Just though it might be cool to have a topic for this. I think it was a cool idea, and it is kind of a shame they stopped doing this, although I see why, since it essnetially means you have the soundtrack on the game disc and they therefore do not make as much money from selling the music separately. Anyway, I have a few Saturn and Mega CD games that all have this audio format. So as a result this means I have been able to gain a fair few soundtracks for my music collection from the games themselves /> Just wondered though, is there a resource for getting the correct naming conventions for the tracks? As some are perfect but some all just come up as Track 1, Track, Track 3 etc, whilst others are just named incorrectly (Daytona Circuit Edition). If this already has a topic, feel free to trash or whatever.
Your media player should be pulling from GraceNote, so it's entirely at the mercy of whoever put the track data in in the first place (if at all, per Track 1, etc).
Nearly all Mega CD and the grand majority of Saturn games used CD Audio so a shorter list would be which ones didn't. Satakore does list sometimes if a game uses cd audio or something else.
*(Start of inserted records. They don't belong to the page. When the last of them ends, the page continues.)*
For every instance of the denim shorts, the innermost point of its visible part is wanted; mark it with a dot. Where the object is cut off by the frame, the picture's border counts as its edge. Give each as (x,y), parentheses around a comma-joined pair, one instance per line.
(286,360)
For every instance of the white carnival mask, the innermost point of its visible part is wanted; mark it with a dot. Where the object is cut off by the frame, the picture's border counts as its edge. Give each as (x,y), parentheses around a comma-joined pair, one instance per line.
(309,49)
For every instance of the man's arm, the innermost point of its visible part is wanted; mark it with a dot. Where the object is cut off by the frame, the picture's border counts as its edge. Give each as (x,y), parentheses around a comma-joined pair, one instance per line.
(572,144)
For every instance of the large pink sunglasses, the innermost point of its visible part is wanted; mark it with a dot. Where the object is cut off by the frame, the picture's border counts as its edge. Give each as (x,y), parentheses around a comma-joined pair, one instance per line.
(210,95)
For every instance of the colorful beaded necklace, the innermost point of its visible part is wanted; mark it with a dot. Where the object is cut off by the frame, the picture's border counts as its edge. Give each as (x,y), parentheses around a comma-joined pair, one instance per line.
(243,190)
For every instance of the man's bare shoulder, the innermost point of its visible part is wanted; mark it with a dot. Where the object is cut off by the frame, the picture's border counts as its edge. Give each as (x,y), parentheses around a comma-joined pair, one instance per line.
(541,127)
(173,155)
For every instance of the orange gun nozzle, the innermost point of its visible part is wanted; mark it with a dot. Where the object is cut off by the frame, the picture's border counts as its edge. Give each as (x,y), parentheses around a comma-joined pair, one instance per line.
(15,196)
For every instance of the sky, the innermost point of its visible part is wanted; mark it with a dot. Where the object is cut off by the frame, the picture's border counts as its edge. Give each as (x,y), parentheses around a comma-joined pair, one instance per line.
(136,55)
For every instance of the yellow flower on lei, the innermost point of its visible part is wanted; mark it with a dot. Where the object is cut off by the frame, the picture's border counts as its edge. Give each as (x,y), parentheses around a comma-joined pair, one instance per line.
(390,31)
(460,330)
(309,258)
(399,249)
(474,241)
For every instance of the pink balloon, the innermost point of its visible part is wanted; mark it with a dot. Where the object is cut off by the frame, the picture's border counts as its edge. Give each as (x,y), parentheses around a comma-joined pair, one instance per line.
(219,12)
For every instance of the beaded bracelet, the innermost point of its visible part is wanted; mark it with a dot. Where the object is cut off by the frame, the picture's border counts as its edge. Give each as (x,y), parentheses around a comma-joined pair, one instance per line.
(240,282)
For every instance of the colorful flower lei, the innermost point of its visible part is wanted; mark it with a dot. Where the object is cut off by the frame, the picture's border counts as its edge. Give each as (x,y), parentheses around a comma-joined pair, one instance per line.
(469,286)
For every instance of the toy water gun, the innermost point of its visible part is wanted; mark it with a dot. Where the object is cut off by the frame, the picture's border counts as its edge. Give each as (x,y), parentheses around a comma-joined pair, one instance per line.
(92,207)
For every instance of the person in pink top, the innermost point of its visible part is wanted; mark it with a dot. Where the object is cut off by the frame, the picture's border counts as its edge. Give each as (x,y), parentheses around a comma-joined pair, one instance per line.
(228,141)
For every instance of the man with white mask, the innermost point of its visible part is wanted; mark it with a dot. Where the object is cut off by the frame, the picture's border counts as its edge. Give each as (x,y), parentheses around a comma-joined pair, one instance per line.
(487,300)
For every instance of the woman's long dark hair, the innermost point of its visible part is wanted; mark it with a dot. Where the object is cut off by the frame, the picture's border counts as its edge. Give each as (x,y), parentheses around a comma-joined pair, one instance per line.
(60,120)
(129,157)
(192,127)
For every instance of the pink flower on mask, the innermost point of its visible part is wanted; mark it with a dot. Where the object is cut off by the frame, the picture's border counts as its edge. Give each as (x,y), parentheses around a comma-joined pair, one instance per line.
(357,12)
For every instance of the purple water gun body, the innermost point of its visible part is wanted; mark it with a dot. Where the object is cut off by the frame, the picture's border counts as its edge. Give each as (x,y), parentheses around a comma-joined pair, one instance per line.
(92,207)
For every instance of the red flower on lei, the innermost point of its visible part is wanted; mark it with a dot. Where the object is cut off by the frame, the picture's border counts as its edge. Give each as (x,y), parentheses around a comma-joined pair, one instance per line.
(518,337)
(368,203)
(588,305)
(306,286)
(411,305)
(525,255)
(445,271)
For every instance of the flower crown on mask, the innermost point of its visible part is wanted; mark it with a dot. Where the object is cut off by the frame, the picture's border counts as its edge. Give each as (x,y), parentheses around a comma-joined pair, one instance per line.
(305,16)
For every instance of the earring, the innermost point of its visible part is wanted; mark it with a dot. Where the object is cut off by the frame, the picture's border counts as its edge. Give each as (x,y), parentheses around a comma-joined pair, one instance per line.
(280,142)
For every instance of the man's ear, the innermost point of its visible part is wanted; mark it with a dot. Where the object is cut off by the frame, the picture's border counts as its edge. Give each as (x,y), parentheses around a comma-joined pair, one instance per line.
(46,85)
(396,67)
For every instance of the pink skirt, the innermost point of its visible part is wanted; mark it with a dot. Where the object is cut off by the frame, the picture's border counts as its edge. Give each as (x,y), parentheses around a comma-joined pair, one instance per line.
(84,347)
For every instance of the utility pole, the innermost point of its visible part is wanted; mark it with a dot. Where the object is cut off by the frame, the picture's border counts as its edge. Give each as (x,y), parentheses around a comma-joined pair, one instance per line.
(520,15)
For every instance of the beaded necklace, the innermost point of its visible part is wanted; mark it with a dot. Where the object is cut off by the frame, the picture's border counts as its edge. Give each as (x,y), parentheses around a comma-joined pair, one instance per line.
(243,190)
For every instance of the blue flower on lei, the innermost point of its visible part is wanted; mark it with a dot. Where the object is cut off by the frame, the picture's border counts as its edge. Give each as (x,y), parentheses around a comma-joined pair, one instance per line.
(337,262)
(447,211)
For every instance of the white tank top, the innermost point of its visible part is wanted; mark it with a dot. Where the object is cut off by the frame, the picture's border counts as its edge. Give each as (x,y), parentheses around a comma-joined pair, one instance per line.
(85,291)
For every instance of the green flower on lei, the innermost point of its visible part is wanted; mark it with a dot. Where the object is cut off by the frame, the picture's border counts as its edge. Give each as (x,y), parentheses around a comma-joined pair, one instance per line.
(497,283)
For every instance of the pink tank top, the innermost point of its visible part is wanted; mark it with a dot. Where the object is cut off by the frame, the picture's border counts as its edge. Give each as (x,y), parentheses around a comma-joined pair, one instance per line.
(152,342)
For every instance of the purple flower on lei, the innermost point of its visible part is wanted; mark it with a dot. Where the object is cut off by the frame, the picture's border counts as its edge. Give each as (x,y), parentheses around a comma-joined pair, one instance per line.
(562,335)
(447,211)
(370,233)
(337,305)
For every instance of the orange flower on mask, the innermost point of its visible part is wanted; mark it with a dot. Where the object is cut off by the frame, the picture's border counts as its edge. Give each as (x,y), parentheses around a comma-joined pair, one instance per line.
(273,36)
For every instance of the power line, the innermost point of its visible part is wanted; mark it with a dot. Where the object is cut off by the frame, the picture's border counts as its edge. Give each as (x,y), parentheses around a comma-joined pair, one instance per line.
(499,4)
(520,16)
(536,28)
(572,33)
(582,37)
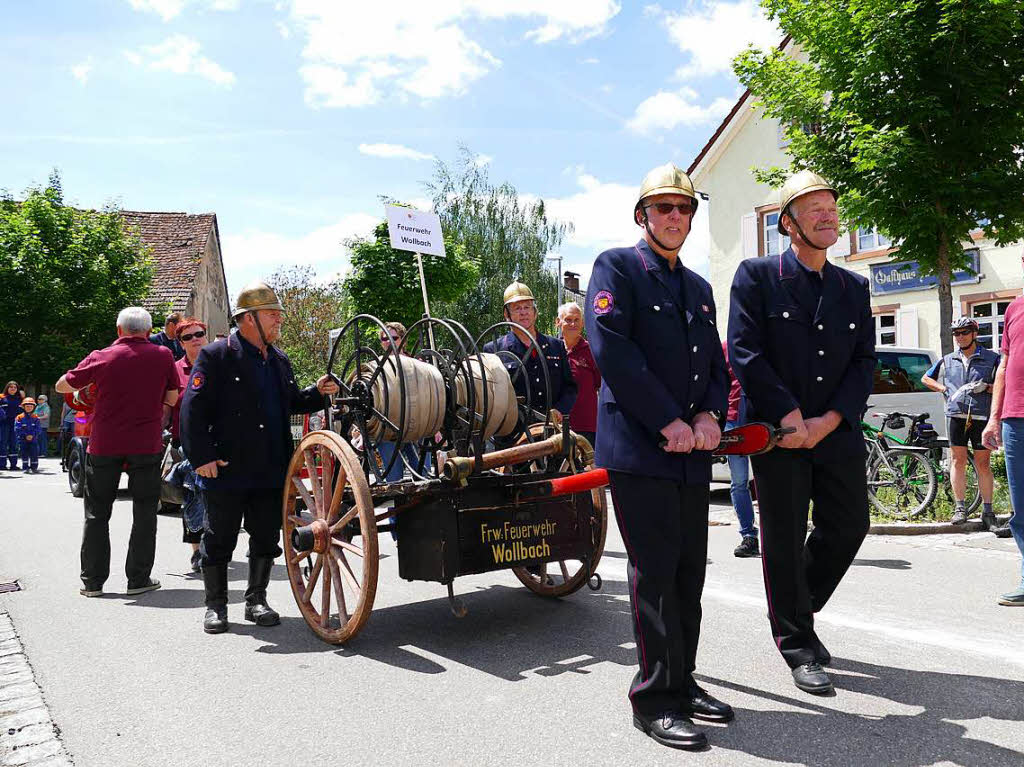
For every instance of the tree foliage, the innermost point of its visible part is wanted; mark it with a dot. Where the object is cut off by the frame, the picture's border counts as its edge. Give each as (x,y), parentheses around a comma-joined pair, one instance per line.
(385,282)
(311,309)
(65,274)
(508,239)
(913,109)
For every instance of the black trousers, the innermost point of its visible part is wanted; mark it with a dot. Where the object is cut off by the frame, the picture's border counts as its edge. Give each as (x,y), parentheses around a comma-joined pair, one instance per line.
(664,524)
(226,511)
(102,473)
(801,571)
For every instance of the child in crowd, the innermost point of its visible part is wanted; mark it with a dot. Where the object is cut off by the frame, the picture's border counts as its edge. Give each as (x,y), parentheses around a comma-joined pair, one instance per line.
(28,427)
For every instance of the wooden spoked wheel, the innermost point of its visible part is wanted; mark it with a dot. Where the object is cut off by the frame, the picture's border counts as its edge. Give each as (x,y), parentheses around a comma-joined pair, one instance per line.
(330,537)
(561,578)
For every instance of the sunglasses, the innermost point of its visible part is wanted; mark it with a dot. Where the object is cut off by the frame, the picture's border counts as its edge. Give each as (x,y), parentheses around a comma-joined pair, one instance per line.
(667,208)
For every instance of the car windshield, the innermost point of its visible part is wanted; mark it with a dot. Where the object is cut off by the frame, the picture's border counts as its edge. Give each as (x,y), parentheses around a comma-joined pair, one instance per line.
(899,372)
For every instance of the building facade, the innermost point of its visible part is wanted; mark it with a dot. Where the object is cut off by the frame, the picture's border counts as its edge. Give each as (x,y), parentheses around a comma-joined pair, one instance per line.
(742,215)
(188,268)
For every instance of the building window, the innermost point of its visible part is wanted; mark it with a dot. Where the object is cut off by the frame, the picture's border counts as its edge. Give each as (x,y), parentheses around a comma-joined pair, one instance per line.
(870,240)
(885,329)
(989,315)
(773,242)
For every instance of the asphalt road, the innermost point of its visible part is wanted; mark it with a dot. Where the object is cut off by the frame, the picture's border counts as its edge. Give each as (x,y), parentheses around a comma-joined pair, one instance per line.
(929,669)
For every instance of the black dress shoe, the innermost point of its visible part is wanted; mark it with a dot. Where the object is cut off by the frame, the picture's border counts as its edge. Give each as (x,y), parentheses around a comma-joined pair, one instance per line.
(812,678)
(702,706)
(215,621)
(673,729)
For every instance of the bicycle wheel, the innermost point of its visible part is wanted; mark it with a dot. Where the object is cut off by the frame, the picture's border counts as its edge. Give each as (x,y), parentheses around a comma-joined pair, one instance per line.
(973,495)
(901,483)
No worries, I found information on the Daytona USA Circuit Edition Soundtrack, but that is all so far. Virtua Fighter 2 I worked out using previews on the iTunes version on the store (but the Saturn redbook audio has more tracks). Yeah, I just meant more correct naming conventions for those that did have them. I know what you mean though, since Sonic Jam, doesn't have it really, only the logo title screen where it goes 'Sonikku Chimu'.
This reason is so far down the list it's not even worth mentioning. Read-hogging, space constraints and sequential read limitations all actually technical limitations that people could do without.
I was actually quite surprised when I popped in my Mega CD copy of F1: Heavenly Symphony and Windows Media Player included all the names for the tracks (Differing from the OST though: "Ready to Detonate" was listed as "Race Briefing").